Пусть между намерением «обнять»
и жестом «отвернуться» Магелланов
пролив… скажи, зачем два одеяла
материкам двух тел. Зачем мельчать
до сломанных лошадок каруселей,
двух инвалидов в кляксах Инь и Ять?

(ипк: 0.684)


НА ПОСОШОК:

Поэт-верлибрист пришел в цех №14 требует признать его болванки  сонетами. Ему отвечают: «Четырнадцать строк – это знатно. А где ж ё-моё архитектонка? Где напряжение и разрешение? Братух, твоё творение – не сонет, а многоэтажка, в которой лифт заклинило».

– Что такое «аномальный сонет»?
– Это тот, который прошел все стадии отбраковки в цехе №14 и был признан годным к употреблению.

В «Сонетном цехе №14» ввели должность «инженера-браковеда». Его задача – отсеивать стихи, в которых слишком много гармонии и смысла.

Критик пишет рецензию на сборник «сырых» сонетов: «Текст источает ароматы остывшего металла и сырого подвала». Автор сборника: «Это не метафора. Я в котельной печатал, там и правда пахло».

Поэт принес в цех № 14 сонет-центон, целиком состоящий из цитат Сартра. Ему вежливо вернули: «Извините, но у нас производство, а не пункт по приему макулатуры от французских философов».
 
 – Что будет, если скрестить сонет Шекспира с инструкцией по эксплуатации котла?
–  Получится путевка в Котельную цеха № 14.

Молодой автор спрашивает: «Как мне достичь той самой "сырости" в стихах?». Мастер из «Цеха №14» отвечает: «Перестань их выпрастывать. Пусть сами себе растут, как плесень в углу».

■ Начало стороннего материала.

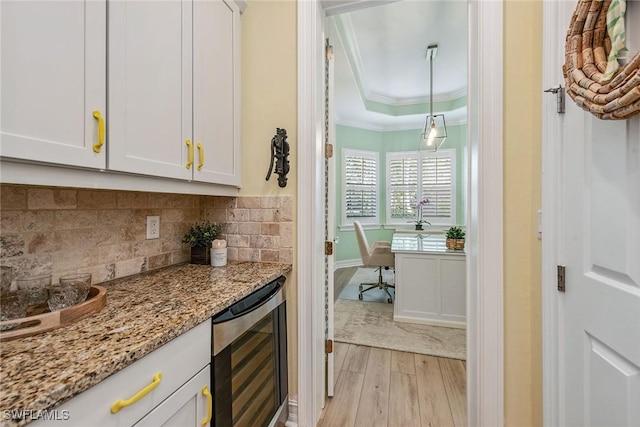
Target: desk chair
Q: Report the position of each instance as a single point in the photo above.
(379, 256)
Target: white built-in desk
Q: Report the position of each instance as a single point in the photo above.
(430, 281)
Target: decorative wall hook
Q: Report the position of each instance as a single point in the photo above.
(279, 152)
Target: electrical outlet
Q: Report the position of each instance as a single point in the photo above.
(153, 227)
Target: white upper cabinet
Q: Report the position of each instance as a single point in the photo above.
(173, 89)
(150, 90)
(216, 91)
(53, 78)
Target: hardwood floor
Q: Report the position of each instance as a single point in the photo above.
(385, 388)
(376, 387)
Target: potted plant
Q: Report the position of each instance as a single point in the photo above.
(455, 238)
(419, 221)
(199, 237)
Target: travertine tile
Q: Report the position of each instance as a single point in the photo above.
(77, 218)
(41, 242)
(263, 215)
(30, 265)
(248, 254)
(13, 197)
(11, 221)
(238, 241)
(131, 266)
(113, 217)
(286, 235)
(70, 261)
(249, 228)
(132, 200)
(172, 215)
(264, 242)
(51, 198)
(270, 202)
(286, 209)
(147, 247)
(160, 260)
(97, 199)
(239, 215)
(39, 220)
(248, 202)
(270, 229)
(269, 255)
(216, 215)
(11, 245)
(286, 256)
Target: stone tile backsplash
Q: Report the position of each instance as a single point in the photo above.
(47, 230)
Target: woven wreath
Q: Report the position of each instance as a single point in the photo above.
(594, 43)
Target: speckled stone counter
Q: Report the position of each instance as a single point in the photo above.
(142, 313)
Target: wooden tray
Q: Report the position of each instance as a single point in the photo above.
(40, 319)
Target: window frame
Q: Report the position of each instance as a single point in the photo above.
(419, 155)
(367, 222)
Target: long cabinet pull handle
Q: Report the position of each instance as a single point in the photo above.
(200, 155)
(119, 404)
(97, 147)
(206, 392)
(190, 162)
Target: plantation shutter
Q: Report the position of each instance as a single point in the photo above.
(437, 186)
(360, 186)
(402, 180)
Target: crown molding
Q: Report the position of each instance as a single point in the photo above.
(384, 104)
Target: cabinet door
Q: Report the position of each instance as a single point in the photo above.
(188, 406)
(53, 76)
(150, 87)
(216, 91)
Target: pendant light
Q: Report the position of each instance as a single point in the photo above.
(435, 130)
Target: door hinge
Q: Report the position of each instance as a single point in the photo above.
(328, 50)
(328, 346)
(328, 248)
(561, 278)
(328, 151)
(559, 91)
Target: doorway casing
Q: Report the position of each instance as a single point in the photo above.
(485, 377)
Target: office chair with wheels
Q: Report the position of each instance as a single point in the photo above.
(379, 256)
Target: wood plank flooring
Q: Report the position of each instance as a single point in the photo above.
(385, 388)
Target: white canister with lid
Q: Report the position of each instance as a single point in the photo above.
(218, 253)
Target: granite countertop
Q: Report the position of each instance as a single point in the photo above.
(423, 244)
(142, 313)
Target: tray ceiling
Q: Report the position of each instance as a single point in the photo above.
(381, 74)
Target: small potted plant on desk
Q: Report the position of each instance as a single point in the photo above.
(455, 238)
(199, 237)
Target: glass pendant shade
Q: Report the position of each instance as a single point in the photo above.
(434, 134)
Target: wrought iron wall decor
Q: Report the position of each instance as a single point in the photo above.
(279, 152)
(606, 92)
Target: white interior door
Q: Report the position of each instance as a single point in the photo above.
(330, 205)
(598, 240)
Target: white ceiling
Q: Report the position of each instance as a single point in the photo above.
(381, 74)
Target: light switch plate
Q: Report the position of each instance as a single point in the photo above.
(153, 227)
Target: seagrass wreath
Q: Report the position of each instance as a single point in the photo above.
(593, 79)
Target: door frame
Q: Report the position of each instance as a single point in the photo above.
(485, 266)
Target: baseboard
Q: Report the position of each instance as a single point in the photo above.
(357, 262)
(292, 420)
(441, 323)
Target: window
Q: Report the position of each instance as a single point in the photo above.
(360, 186)
(433, 180)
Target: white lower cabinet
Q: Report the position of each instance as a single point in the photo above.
(431, 289)
(191, 405)
(165, 387)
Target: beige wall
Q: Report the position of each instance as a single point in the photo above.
(522, 198)
(269, 101)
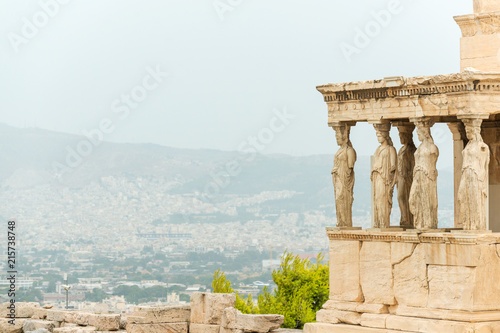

– Ваш диалогический сонет кажется мне монологом шизофреника.
– Это потому, что вы не слышите паузы. В паузах – третий соавтор. Обычно – сквозняк из щели.

– Почему вы называете свою поэзию «артефактовыми реликвиями»?
– Потому что археологи будущего будут откапывать их на помойках нашей эпохи и ломать голову, что мы хотели сказать.

Студент спрашивает: «Профессор, а можно ли математически вывести идеальный сонет?». Профессор, вздохнув: «Можно. Но он будет настолько совершенен, что его придется немедленно забраковать за отсутствие души».

– Что общего у сонета и котла?
– И то, и другое должно держать давление. Только котел – паровое, а сонет – смысловое.

На суде над поэтом ар-брют обвинитель кричал: «Он развращал умы, смешивая высокое и низкое!». Судья, прочитав сонет, вынес оправдательный приговор со словами: «Не виновен. Ибо там, где вы видите хаос, я вижу честный отчет о состоянии мира. А именно за это поэту и платят... в идеале».